In a statement in the House of Commons on Thursday, Foreign Office minister Stephen Doughty said the decision came in the wake of the publication this week of emails Mandelson sent to Epstein in the 2000s.
Britain’s Ambassador to the United States, Peter Mandelson, speaks during a reception at the ambassador’s residence on Feb. 26, 2025 in Washington.
Carl Court/Pool Photo via AP, File
“In light of the additional information in the emails written by Peter Mandelson, the prime minister has asked the foreign secretary to withdraw him as ambassador to the United States,” Doughty said.
He noted that Mandelson’s suggestion that Epstein’s first conviction was “wrongful and should be challenged” was new information.
On Wednesday, The Sun newspaper published emails that it said showed Mandelson telling Epstein to “fight for early release” shortly before Epstein was sentenced to 18 months in prison.
“I think the world of you,” Mandelson told him before he began his sentence for soliciting prostitution from a minor in June 2008.
Doughty said the emails showed that the “depth and extent” of Mandelson’s relationship with Epstein is “materially different” from what was known when he was appointed ambassador to Washington last year in the wake of the Labour Party’s election victory.

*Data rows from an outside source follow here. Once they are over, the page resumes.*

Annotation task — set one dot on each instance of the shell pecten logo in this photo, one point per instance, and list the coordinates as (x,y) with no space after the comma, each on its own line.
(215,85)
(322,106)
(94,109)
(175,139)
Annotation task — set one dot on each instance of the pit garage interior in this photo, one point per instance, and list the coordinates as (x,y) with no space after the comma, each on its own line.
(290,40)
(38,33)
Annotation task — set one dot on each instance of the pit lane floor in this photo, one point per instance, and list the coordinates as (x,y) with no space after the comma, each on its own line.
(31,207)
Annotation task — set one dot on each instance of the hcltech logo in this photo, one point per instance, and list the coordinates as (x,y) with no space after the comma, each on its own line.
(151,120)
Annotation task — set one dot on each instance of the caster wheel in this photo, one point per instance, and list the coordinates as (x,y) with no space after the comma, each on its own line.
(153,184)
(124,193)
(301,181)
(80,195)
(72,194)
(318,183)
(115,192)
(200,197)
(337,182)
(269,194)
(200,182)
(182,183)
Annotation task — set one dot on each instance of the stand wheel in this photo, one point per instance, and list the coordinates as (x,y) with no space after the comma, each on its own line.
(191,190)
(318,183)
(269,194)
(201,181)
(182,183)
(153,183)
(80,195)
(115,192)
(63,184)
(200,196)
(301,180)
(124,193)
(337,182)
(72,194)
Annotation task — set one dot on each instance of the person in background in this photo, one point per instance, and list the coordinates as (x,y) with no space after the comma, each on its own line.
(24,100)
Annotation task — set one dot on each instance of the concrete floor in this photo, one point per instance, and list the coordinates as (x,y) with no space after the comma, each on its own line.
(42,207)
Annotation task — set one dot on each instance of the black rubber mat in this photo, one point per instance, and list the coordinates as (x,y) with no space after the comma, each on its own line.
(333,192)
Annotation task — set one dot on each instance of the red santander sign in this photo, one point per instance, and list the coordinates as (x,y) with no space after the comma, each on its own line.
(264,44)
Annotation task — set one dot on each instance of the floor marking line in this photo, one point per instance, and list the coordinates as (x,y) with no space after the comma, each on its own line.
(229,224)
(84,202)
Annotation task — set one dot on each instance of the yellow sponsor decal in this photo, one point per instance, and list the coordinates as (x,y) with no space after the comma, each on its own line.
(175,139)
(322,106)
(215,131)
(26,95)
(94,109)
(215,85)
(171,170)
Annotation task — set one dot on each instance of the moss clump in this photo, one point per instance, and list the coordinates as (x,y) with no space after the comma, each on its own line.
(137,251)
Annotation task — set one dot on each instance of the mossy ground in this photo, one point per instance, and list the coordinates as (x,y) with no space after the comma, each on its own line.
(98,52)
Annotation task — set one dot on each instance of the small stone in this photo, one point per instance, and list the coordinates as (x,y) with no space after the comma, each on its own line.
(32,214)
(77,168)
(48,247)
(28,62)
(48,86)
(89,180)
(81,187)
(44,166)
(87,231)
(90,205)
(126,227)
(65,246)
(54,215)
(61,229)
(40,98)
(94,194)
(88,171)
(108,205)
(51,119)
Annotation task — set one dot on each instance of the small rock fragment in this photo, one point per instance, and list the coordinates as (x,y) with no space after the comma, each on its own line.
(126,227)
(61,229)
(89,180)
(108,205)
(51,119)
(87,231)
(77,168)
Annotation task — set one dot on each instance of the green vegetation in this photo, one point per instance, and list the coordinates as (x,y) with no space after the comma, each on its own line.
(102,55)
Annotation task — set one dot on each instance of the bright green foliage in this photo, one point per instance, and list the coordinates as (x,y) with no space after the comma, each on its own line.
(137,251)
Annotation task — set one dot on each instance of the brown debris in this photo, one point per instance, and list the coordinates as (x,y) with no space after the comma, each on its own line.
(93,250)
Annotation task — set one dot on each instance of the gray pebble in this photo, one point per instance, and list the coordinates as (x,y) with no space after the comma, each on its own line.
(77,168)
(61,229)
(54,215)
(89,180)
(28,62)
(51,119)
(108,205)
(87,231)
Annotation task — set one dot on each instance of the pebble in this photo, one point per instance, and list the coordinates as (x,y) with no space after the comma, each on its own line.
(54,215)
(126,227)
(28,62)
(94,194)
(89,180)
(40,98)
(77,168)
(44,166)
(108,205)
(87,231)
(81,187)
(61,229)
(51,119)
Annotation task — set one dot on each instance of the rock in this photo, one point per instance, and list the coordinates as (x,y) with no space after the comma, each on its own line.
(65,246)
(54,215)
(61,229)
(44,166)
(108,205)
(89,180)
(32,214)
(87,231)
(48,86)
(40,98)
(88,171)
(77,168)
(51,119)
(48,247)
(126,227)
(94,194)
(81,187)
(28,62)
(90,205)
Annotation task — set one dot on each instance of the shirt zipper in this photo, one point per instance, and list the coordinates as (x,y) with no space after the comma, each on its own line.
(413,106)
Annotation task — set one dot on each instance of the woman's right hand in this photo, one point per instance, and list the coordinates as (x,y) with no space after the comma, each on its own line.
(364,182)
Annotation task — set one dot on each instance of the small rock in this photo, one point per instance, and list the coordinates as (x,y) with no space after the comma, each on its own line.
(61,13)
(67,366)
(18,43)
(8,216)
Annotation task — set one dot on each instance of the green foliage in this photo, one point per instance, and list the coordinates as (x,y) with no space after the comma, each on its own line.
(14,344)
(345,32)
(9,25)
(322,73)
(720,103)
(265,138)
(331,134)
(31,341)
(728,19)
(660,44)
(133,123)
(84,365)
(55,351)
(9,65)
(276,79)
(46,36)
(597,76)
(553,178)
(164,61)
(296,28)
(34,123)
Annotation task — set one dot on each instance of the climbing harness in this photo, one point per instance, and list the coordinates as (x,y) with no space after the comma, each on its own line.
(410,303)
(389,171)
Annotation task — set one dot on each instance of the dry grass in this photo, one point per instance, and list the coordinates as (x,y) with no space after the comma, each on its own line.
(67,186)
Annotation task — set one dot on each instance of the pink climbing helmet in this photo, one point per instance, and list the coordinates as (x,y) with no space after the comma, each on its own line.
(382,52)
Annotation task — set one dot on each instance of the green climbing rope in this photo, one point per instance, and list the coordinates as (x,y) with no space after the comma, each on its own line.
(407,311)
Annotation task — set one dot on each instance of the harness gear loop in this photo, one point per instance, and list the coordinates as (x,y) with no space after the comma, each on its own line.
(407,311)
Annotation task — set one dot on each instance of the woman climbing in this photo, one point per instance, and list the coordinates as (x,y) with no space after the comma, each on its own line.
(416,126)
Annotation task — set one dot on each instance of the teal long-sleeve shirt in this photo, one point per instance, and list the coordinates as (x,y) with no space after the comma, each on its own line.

Mandelson took up his post in February this year.
The emails were published after the Democrats on the House Oversight Committee released a 50th birthday album compiled in 2003 for Epstein, who at the time was a wealthy and well-connected financier. In that album, Mandelson called Epstein “my best pal” in a handwritten note.
The decision to fire Mandelson comes just a day after Starmer said he had “confidence” in the country’s ambassador to the United States.
Epstein took his own life in prison in August 2019 while awaiting trial on sex-trafficking charges, more than a decade after his conviction.
A skilled political operator, Mandelson is no stranger to controversy, having twice resigned from former Prime Minister Tony Blair’s government in 1998 and 2001.
He subsequently became a European Commissioner when Britain was still in the European Union, before returning to front line British politics in 2008 to serve under Blair’s successor, Gordon Brown.
Starmer considered Mandelson’s trade experience in the EU as vital in helping to limit the scale of tariffs imposed on the import of British goods into the U.S.